As I say yesterday, I was anxious re a new Therapist. Several reasons but as Heath tells me I see monsters in the shadows where there are none. Yes, it what makes me good at my job, I anticipate issues to be able to minimise disruption. Still, It was a a session at a house in the suburbs of Campbelltown at night. I have been around a few years to know this is not ideal.
So Heath picked me up from the station and we went together.
It was good to have a support with me, but this also made me reluctant to talk at first.
Chris the therapist, asked his standard questions and this broke the silence for me. I talked and let Heath talk.
It was hard to hear how much I affect other people with my addiction( and yes it is a real addiction.) And I was devastated that he felt used and mistreated by my actions. When I buy things it doesn't occur to me that it can hurt anyone. This alone was a revelation.
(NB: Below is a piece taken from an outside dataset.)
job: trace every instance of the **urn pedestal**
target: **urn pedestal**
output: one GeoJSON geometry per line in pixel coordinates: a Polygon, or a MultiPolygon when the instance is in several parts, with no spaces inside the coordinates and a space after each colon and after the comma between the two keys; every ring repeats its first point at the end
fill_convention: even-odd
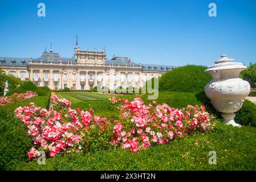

It may sound obvious to you but its not when you are desperate to obtain something.
Its good that Heath can hear what I do and why( as in why I still buy and hoard and how its a drive that's hard to kill) and I think it will benefit him and me to come to some sessions.
Chris has encouraged me to seek out my psychologist (Angela) again and go back to my Dr for a multi-pronged attack at my anxiety and I will do so. Even though Angela scares me every session before I go in. (See?? Monsters again)
Chris is willing to work in with my shifts, he is starting early next week to fit in a session prior to me going to work as, up until then I am on night shift.
He was curious why I have not done group therapy but after Heath pointed out my roster is impossible and I can't commit one day every week (Not the same day) I have to make time every week that suits my work hours.
He is a long way from the station. This is a problem but not insurmountable.
I felt both better and miserable after the 90 mins we were with him. Some things are out in the open and I can use this to stop an impulse.
Today I bought 12 re-fill for my work pens as I can't get 1.6mm (XB) pens in click form, so I have M pens that I refill(Plus tax deductible). That's $25 with postage and I got a Leuchtturm notebook that I didn't need because it's blue.
I got city chic order that everything bar one dress is going back.
Excited for next week as I need to get a handle on this and it just not as easy as Just don't buy. I am trying.
I have unsubscribed from a heap of newsletters and it was this that got me shopping for notebooks. BUT I spent an hour unsubbing. More e-de-cluttering to help not shop. Leah made a post on e-clutter management. That reminds me.. Time to archive my 2015 emails.